Iron Ore: Ample Supply but Cost Pressures Persist.Global iron ore shipments increased by 5.984 million tons week-on-week, with shipments from Australia and Brazil recovering to 27.133 million tons. Inventory at 45 major Chinese ports grew to 171 million tons, while port off-take volume decreased by 527,100 tons. Although the fundamentals point towards a relatively loose supply-demand balance, expectations of rising shipping costs triggered by the Middle East conflict provide support for ore prices. The Platts IODEX index remains elevated, hovering around $125/ton.

Coke: Potential for First Price Cut, Cost Support Remains.Profitability among coking enterprises varies. Profit for Shanxi Grade I standard coke is estimated at 19 RMB/ton, while in Hebei it reaches 49 RMB/ton. Steel mills’ coke inventories are at reasonable levels, and environmental production restrictions are curbing demand. This increases the likelihood of a first-round price cut of 100-150 RMB/ton. However, the surge in international energy prices may delay the pace of coking coal price reductions, limiting the risk of a cost collapse.

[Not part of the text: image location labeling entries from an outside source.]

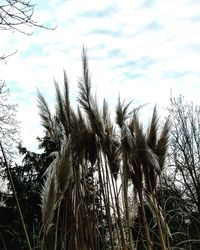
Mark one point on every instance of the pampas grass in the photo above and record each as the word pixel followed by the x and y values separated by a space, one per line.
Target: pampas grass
pixel 86 198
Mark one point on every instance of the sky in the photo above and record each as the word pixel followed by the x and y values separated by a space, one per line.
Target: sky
pixel 144 50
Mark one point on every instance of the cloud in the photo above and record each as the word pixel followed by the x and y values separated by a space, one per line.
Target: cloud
pixel 141 50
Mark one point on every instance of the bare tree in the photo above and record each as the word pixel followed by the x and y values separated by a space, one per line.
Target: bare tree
pixel 185 149
pixel 9 126
pixel 15 13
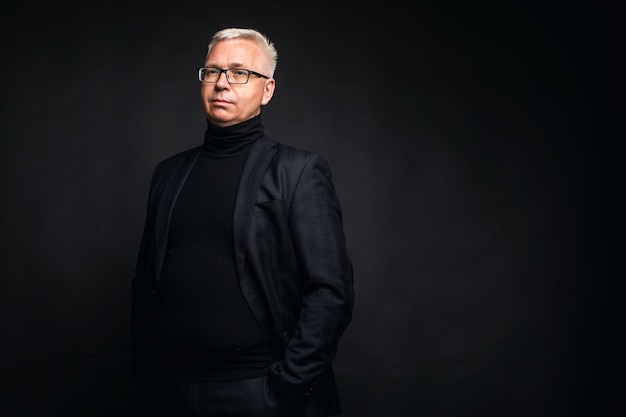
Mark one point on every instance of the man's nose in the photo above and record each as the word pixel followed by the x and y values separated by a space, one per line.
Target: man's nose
pixel 222 81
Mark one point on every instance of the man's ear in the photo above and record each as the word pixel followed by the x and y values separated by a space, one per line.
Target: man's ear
pixel 268 91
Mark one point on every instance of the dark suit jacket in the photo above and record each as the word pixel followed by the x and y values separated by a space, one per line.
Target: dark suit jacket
pixel 293 265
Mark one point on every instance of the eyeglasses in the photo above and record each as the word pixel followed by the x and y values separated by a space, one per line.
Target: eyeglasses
pixel 233 75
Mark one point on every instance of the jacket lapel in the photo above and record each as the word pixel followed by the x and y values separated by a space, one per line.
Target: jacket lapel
pixel 171 190
pixel 261 153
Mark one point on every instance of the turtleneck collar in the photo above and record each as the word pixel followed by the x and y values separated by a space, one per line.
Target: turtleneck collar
pixel 232 140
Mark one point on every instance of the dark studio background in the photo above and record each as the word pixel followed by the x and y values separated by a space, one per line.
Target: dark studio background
pixel 483 195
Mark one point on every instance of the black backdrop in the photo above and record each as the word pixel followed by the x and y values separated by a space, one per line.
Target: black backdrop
pixel 474 147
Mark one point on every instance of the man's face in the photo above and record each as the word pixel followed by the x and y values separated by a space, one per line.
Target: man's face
pixel 227 104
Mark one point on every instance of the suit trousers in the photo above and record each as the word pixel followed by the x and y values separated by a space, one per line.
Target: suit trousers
pixel 163 397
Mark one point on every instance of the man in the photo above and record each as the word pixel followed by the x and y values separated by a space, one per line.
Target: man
pixel 243 285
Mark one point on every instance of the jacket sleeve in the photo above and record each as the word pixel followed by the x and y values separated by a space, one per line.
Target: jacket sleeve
pixel 316 228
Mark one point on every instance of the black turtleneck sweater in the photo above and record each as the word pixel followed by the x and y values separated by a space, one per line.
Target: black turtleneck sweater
pixel 205 329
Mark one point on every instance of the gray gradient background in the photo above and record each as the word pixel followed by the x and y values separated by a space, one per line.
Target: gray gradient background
pixel 482 197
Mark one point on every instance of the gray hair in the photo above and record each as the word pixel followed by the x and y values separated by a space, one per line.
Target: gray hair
pixel 252 34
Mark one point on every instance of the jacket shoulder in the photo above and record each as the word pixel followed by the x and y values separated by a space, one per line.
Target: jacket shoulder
pixel 177 159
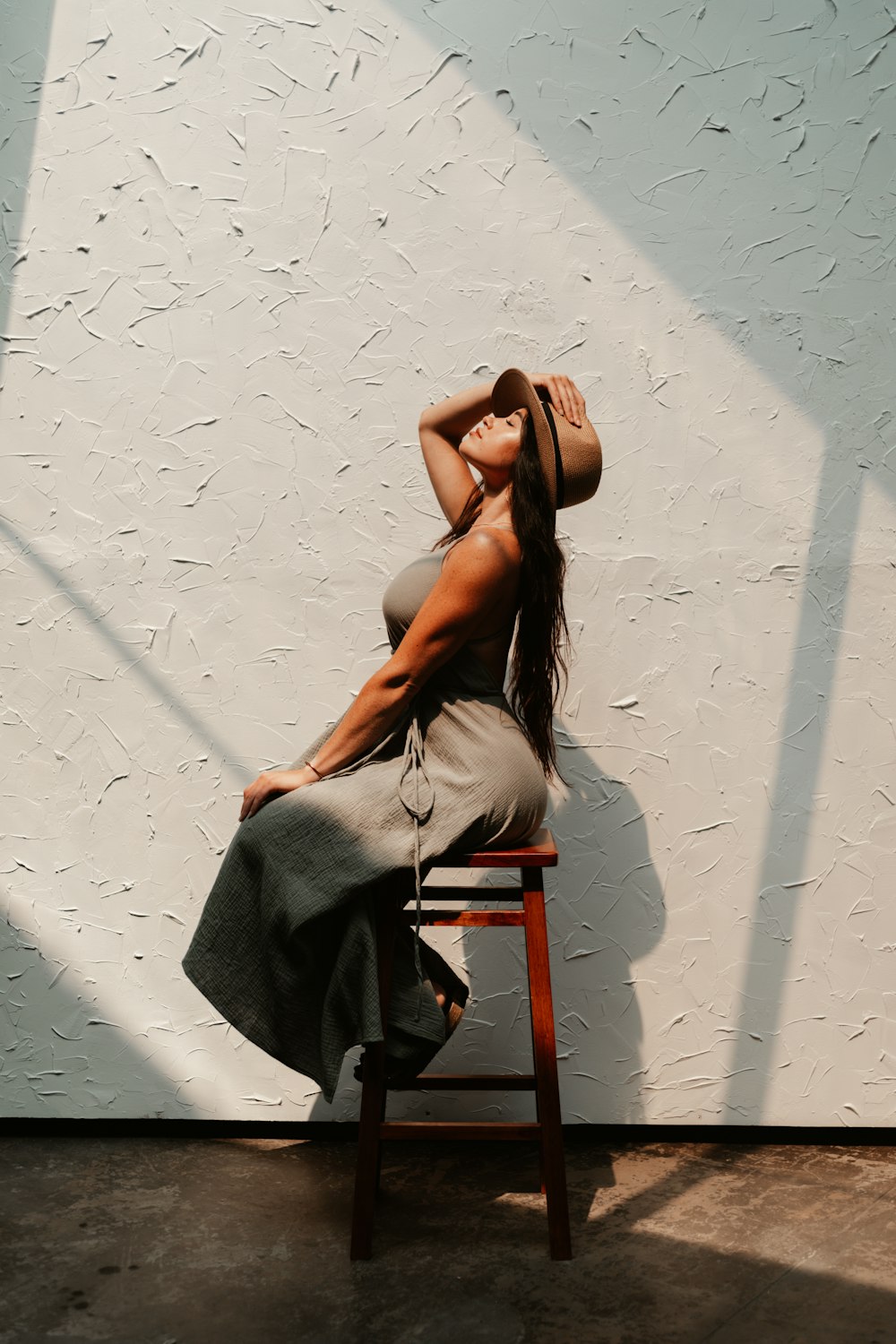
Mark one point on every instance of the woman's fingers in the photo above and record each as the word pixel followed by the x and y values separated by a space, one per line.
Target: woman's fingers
pixel 268 784
pixel 563 394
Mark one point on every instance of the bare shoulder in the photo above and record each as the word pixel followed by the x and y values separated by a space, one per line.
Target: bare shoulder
pixel 487 553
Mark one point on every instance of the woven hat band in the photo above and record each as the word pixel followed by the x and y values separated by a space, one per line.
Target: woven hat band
pixel 557 460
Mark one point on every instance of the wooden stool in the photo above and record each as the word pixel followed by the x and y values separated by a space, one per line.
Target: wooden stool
pixel 530 859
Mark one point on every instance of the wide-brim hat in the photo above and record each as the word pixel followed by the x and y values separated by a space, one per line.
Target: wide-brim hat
pixel 570 454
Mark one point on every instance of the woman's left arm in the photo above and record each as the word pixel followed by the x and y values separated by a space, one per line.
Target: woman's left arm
pixel 473 578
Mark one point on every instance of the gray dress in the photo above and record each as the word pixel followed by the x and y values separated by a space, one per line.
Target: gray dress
pixel 285 948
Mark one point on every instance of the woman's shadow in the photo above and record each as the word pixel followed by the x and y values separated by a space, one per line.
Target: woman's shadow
pixel 605 911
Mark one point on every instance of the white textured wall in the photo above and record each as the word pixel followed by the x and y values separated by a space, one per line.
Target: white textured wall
pixel 245 250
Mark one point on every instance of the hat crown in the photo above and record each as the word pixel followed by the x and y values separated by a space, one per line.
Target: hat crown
pixel 570 454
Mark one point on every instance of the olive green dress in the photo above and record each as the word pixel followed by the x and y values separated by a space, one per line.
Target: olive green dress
pixel 285 948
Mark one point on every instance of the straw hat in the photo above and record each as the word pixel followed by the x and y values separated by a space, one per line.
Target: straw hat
pixel 570 454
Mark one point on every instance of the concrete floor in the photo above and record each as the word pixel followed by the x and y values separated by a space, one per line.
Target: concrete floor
pixel 161 1241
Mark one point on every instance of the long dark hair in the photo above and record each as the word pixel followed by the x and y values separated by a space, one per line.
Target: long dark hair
pixel 538 667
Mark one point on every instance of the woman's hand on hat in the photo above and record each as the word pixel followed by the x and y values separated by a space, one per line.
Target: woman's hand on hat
pixel 269 785
pixel 564 395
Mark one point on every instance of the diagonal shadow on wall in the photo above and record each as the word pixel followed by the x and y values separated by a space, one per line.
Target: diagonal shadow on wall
pixel 59 1038
pixel 657 116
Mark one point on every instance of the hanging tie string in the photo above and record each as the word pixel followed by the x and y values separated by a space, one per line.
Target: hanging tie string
pixel 417 793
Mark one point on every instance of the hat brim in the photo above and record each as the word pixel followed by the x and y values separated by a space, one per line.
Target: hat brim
pixel 512 392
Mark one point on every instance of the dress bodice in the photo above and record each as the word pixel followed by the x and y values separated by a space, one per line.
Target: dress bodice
pixel 403 599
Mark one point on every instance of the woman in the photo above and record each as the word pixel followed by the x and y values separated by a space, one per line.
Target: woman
pixel 432 755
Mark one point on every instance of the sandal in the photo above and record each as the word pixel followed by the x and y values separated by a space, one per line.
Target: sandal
pixel 403 1073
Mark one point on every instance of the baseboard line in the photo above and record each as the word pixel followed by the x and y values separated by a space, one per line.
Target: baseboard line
pixel 346 1131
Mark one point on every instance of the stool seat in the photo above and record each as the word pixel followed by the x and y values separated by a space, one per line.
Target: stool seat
pixel 530 859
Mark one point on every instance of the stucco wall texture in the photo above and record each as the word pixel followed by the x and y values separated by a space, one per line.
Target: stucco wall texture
pixel 245 249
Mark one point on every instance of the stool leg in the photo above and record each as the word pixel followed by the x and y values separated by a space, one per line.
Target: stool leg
pixel 546 1064
pixel 367 1171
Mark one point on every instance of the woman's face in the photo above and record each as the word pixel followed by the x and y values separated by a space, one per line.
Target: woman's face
pixel 495 443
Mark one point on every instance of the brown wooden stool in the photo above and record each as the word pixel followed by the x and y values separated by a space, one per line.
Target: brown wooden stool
pixel 530 859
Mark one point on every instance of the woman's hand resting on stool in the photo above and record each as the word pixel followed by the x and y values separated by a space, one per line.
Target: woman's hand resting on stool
pixel 271 784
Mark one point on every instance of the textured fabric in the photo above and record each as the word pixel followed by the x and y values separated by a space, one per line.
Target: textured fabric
pixel 285 948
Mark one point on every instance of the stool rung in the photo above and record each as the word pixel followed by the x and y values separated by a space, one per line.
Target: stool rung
pixel 466 917
pixel 470 1082
pixel 460 1129
pixel 473 892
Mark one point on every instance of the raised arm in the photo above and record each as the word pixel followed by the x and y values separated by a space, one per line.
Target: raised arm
pixel 441 429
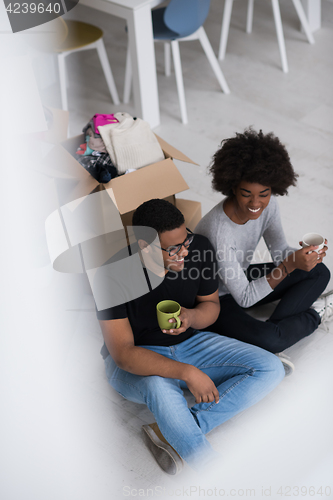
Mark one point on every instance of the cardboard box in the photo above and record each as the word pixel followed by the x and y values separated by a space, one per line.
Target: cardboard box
pixel 159 180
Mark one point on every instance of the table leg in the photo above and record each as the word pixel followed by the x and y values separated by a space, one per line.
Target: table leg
pixel 312 10
pixel 140 33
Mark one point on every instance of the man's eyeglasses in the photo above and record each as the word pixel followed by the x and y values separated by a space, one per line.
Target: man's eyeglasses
pixel 174 249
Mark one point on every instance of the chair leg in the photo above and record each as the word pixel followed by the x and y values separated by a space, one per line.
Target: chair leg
pixel 249 18
pixel 279 32
pixel 179 80
pixel 107 70
pixel 225 28
pixel 128 77
pixel 212 60
pixel 62 77
pixel 302 17
pixel 167 59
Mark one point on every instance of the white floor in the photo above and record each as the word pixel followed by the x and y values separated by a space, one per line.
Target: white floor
pixel 77 438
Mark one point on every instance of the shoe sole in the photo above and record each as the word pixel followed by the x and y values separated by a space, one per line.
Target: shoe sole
pixel 288 366
pixel 165 456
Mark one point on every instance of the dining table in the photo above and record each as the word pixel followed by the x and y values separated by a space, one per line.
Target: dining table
pixel 137 14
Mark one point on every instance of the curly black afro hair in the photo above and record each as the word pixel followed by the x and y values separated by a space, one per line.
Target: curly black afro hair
pixel 252 157
pixel 157 214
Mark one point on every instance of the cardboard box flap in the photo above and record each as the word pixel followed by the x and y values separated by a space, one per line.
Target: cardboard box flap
pixel 171 152
pixel 155 181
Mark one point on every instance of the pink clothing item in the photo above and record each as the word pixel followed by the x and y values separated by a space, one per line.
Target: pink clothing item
pixel 100 120
pixel 82 149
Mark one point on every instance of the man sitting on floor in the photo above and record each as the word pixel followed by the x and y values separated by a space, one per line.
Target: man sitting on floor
pixel 151 366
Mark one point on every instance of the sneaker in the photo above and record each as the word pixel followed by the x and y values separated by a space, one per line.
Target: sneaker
pixel 324 307
pixel 288 366
pixel 166 457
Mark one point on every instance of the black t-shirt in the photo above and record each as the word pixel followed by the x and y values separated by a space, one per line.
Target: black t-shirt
pixel 198 277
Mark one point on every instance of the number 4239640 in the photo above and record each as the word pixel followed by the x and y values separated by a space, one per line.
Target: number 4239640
pixel 33 8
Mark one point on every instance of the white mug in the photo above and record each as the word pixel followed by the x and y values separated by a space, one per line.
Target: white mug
pixel 313 239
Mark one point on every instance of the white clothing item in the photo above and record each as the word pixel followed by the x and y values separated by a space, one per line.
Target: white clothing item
pixel 130 143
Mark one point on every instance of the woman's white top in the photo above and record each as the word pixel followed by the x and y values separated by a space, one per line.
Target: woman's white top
pixel 235 245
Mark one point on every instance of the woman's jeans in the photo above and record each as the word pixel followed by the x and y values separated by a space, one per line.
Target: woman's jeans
pixel 292 319
pixel 243 374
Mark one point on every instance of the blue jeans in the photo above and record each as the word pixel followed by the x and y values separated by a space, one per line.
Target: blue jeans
pixel 242 373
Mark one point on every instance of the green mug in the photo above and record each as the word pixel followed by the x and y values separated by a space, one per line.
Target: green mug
pixel 165 310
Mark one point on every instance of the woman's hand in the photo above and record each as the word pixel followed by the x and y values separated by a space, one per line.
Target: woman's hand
pixel 305 258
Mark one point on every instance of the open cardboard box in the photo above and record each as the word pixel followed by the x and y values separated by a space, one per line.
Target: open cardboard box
pixel 159 180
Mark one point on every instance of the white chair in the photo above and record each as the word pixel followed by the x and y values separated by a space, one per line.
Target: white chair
pixel 278 25
pixel 83 36
pixel 180 21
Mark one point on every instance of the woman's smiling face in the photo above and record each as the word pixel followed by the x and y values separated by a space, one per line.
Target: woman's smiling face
pixel 251 199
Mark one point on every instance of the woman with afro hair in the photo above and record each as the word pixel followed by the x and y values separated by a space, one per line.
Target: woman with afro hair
pixel 251 169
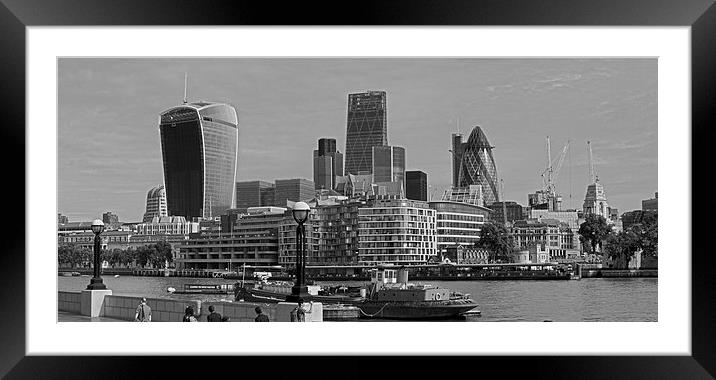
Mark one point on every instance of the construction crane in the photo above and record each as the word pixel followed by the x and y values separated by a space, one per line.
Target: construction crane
pixel 502 195
pixel 550 174
pixel 592 174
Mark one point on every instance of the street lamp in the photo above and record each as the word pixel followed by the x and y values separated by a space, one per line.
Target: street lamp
pixel 299 291
pixel 96 281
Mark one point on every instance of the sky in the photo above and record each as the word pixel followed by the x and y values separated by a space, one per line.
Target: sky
pixel 109 152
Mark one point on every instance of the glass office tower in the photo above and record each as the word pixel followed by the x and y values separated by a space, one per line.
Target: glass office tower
pixel 477 166
pixel 367 127
pixel 388 164
pixel 199 149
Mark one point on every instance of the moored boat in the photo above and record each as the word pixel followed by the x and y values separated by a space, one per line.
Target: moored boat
pixel 395 298
pixel 265 291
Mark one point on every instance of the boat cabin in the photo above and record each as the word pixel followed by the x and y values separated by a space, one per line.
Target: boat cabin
pixel 392 285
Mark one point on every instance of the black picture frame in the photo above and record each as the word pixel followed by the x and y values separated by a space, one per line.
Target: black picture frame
pixel 16 15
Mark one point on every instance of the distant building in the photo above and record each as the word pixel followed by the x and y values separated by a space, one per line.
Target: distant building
pixel 477 165
pixel 457 147
pixel 396 231
pixel 543 200
pixel 327 164
pixel 457 225
pixel 631 218
pixel 254 194
pixel 199 149
pixel 338 227
pixel 569 217
pixel 512 209
pixel 354 185
pixel 252 241
pixel 388 164
pixel 367 127
pixel 651 204
pixel 471 195
pixel 295 190
pixel 395 188
pixel 595 201
pixel 156 203
pixel 110 220
pixel 167 225
pixel 556 236
pixel 416 185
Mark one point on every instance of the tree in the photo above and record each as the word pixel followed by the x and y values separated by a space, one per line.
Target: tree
pixel 622 246
pixel 496 239
pixel 65 253
pixel 71 255
pixel 648 231
pixel 594 231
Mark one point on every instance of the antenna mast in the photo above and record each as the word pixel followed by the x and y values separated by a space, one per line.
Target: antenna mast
pixel 504 208
pixel 591 163
pixel 185 80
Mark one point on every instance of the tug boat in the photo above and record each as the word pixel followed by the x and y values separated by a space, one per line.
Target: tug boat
pixel 276 291
pixel 387 296
pixel 394 298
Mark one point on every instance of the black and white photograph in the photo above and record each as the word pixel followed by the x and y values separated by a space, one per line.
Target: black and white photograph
pixel 357 189
pixel 476 181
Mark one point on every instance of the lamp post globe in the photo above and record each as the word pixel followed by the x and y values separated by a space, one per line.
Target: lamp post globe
pixel 299 291
pixel 300 212
pixel 96 281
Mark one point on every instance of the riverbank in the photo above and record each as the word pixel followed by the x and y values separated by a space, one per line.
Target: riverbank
pixel 588 300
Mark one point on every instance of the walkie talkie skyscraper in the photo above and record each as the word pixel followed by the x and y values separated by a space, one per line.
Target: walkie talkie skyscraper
pixel 199 149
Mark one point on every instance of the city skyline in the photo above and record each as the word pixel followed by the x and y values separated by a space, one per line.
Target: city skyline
pixel 107 163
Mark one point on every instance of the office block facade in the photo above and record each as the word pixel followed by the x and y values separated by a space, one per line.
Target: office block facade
pixel 254 194
pixel 156 204
pixel 458 225
pixel 396 231
pixel 295 190
pixel 327 164
pixel 388 164
pixel 416 185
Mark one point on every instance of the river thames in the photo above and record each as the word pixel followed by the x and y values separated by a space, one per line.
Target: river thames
pixel 585 300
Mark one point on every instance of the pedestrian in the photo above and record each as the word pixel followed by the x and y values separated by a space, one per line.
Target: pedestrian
pixel 213 316
pixel 144 312
pixel 260 317
pixel 189 314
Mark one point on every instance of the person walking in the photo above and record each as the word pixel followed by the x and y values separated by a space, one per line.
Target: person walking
pixel 144 312
pixel 260 317
pixel 213 316
pixel 189 315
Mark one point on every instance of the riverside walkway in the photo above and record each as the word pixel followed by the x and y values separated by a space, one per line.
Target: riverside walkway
pixel 63 316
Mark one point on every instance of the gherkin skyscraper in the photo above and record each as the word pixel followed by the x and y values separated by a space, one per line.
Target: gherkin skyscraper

Scrap Steel: Continuing Weak Supply and Demand Dynamics.Less than 50% of scrap steel processing bases have resumed operations, leading to low arrivals at steel mills. EAF plants in East China plan for a full-scale resumption by mid-March, which will concentrate scrap demand. In the short term, scrap steel prices are expected to remain stable, with the medium-term outlook dependent on the strength of the manufacturing recovery.

V.Risks and Opportunities Coexist, Policy Remains a Key Driver

Short-Term (1-2 months):
1.Positive Factors: Energy cost hikes from Middle East tensions, intensified domestic stable-growth policies, strong willingness among steel mills to support prices.
2.Negative Factors: Slow inventory digestion, uncertainty regarding export tariffs, slower-than-expected EAF restarts.

Medium-Term (3-6 months):
1.If the pace of Fed interest rate hikes slows, a global manufacturing recovery could boost steel demand.
2.The extent of domestic real estate policy relaxation and the implementation of infrastructure investment will be critical variables.
3.In the context of carbon neutrality, an increasing share of EAF steel production will reshape the industry landscape.

Operational Recommendations:
1.Steel Mills: Rationally control production pace and utilize futures instruments to hedge cost risks.
2.Traders: Monitor opportunities from regional price differentials and remain vigilant about inventory build-up risks.
3.Downstream Enterprises: Lock in raw material costs timely to guard against sharp price fluctuations.

The steel industry is currently in a phase of gaming between “strong expectations” and “weak reality.” The interplay of international geopolitical conflicts, domestic policy adjustments, and shifts in the profit transmission mechanism along the industrial chain is shaping a complex market environment. Enterprises must closely track policy developments and market signals, and flexibly adjust their operational strategies to seize opportunities amidst the changes.